2003 Northern Cypriot parliamentary election
- 50 seats in the Assembly of the Republic 26 seats needed for a majority
- This lists parties that won seats. See the complete results below.
| Party |  | Leader | Vote % | Seats | +/– |
|  | CTP | Mehmet Ali Talat | 35.2 | 19 | +13 |
|  | UBP | Derviş Eroğlu | 32.9 | 18 | −6 |
|  | DP | Serdar Denktaş | 12.9 | 7 | −6 |
|  | BDH | Mustafa Akıncı | 13.1 | 6 | New |
| Prime Minister before | Prime Minister after |
| Derviş Eroğlu UBP | Mehmet Ali Talat CTP |

= 2003 Northern Cypriot parliamentary election =

Parliamentary elections were held in Northern Cyprus on 15 December 2003. Having come fourth in the 1998 elections, the Republican Turkish Party emerged as the largest party in the Assembly of the Republic, winning 19 of the 50 seats.

==Electoral system==
Northern Cyprus is divided into five constituencies, electing a total of 50 members of the Assembly by proportional representation. Voters can cast as many votes in their district as there are seats.

==Results==

| Party |  | Votes | % | Seats | +/– |
|  | Republican Turkish Party | 469,323 | 35.17 | 19 | +13 |
|  | National Unity Party | 439,203 | 32.91 | 18 | –6 |
|  | Democratic Party | 172,650 | 12.94 | 7 | –6 |
|  | Peace and Democracy Movement | 175,981 | 13.19 | 6 | New |
|  | Nationalist Peace Party | 42,807 | 3.21 | 0 | New |
|  | Solution and EU Party | 26,439 | 1.98 | 0 | New |
|  | Cyprus Justice Party [tr] | 8,045 | 0.60 | 0 | New |
|  | Independents | 173 | 0.01 | 0 | 0 |
| Total |  | 1,334,621 | 100.00 | 50 | 0 |
| Valid votes |  | 115,823 | 95.14 |  |  |
| Invalid/blank votes |  | 5,917 | 4.86 |  |  |
| Total votes |  | 121,740 | 100.00 |  |  |
| Registered voters/turnout |  | 141,596 | 85.98 |  |  |
Source: YSK

==Aftermath==
Under the Turkish Cypriot constitution, the members of the new parliament must gather to be sworn in 10 days after the results are officially published. Soon after this first session, President Rauf Denktaş had to decide whom to ask building a government.

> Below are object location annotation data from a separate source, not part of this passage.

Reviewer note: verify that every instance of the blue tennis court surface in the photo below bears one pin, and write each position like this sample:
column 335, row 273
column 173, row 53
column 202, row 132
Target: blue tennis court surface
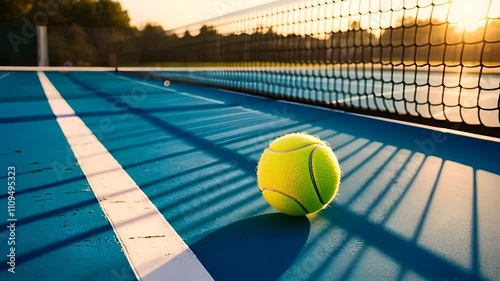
column 415, row 203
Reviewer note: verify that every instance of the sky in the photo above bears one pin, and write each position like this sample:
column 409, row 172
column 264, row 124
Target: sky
column 176, row 13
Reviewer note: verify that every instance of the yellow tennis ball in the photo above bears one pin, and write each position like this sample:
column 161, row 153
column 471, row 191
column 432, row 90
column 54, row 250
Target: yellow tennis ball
column 298, row 174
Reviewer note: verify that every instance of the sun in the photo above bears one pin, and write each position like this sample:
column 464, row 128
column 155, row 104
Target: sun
column 469, row 15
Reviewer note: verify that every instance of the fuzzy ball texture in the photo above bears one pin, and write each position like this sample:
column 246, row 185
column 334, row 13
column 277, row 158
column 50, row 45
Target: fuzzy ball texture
column 298, row 174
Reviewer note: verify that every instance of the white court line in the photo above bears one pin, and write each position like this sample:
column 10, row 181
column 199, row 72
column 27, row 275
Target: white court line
column 165, row 89
column 153, row 248
column 5, row 75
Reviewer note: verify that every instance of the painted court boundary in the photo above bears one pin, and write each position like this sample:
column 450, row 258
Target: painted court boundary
column 153, row 248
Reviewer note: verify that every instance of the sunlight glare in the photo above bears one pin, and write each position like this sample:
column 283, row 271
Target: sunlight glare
column 469, row 15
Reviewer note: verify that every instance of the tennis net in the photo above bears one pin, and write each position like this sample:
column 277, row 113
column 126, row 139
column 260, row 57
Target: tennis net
column 413, row 60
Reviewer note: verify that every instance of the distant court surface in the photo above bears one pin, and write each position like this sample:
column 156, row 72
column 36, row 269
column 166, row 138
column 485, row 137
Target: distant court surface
column 415, row 202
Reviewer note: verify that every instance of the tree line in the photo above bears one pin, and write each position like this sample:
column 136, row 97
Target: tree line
column 98, row 32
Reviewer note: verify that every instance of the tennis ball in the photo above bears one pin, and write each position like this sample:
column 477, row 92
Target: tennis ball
column 298, row 174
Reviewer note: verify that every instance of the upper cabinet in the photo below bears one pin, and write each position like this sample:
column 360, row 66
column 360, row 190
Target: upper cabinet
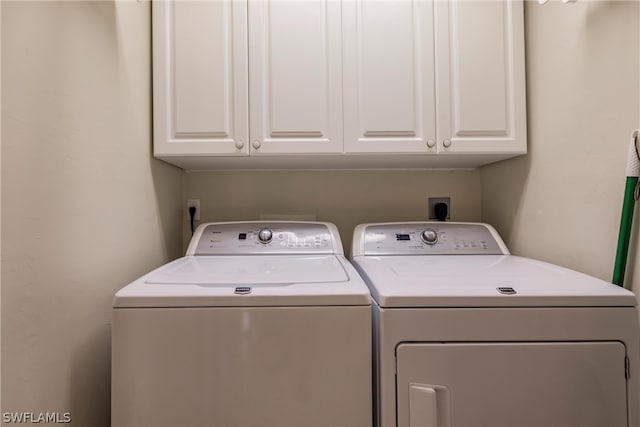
column 389, row 77
column 323, row 83
column 480, row 77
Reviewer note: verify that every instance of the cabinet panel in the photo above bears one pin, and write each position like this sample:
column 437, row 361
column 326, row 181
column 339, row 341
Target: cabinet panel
column 200, row 77
column 388, row 76
column 512, row 384
column 296, row 92
column 481, row 76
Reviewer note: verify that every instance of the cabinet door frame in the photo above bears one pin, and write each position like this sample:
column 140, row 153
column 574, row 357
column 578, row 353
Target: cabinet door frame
column 452, row 137
column 226, row 135
column 362, row 116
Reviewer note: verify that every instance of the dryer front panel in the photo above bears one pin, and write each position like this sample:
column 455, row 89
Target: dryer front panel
column 581, row 384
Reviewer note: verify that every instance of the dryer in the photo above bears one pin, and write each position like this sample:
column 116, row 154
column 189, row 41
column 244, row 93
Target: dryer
column 466, row 334
column 260, row 324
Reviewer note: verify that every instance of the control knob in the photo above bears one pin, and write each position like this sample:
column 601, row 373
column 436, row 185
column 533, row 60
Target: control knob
column 265, row 235
column 429, row 236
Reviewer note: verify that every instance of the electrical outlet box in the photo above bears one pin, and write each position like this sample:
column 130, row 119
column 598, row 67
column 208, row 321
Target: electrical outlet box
column 433, row 201
column 196, row 204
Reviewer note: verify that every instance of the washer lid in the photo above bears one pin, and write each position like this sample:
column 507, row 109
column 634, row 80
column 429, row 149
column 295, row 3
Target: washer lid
column 482, row 281
column 258, row 280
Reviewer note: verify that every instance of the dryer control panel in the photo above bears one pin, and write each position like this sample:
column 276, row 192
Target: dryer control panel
column 268, row 237
column 427, row 238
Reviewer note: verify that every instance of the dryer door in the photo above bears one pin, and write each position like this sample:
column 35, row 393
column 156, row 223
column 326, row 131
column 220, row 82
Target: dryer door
column 512, row 384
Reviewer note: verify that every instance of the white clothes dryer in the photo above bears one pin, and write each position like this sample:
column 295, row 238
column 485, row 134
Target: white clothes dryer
column 260, row 324
column 466, row 334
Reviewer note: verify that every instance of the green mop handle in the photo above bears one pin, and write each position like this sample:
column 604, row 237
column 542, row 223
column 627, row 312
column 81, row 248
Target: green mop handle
column 628, row 203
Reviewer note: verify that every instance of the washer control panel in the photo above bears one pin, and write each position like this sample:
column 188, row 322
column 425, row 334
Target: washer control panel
column 263, row 238
column 437, row 238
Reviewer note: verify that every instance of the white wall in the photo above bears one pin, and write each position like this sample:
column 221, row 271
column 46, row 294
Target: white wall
column 85, row 208
column 561, row 203
column 345, row 198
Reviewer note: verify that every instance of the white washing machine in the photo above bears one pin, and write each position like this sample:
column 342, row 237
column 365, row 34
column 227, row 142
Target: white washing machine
column 260, row 324
column 466, row 334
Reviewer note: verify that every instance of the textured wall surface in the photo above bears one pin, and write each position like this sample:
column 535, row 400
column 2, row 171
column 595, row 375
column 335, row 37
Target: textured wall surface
column 85, row 207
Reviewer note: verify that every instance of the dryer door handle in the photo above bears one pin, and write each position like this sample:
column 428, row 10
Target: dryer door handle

As a result he asked Mehmet Ali Talat of the Republican Turkish Party (CTP) to form the next government. Talat had 15 days to establish a coalition government. It was hard for him to build a government. The two blocs in the parliament, the "pro Annan plan" bloc and the "status quo" bloc, each had 25 seats in parliament. The National Unity Party refused Talat's offer to build a government together, and as a result the only way to build a government for Talat was to get the Democratic Party (DP) to join his government. After some unsuccessful talks, the DP agreed to build a coalition with the CTP. As a result a coalition relying on a narrow majority of 26 out of 50 seats was built.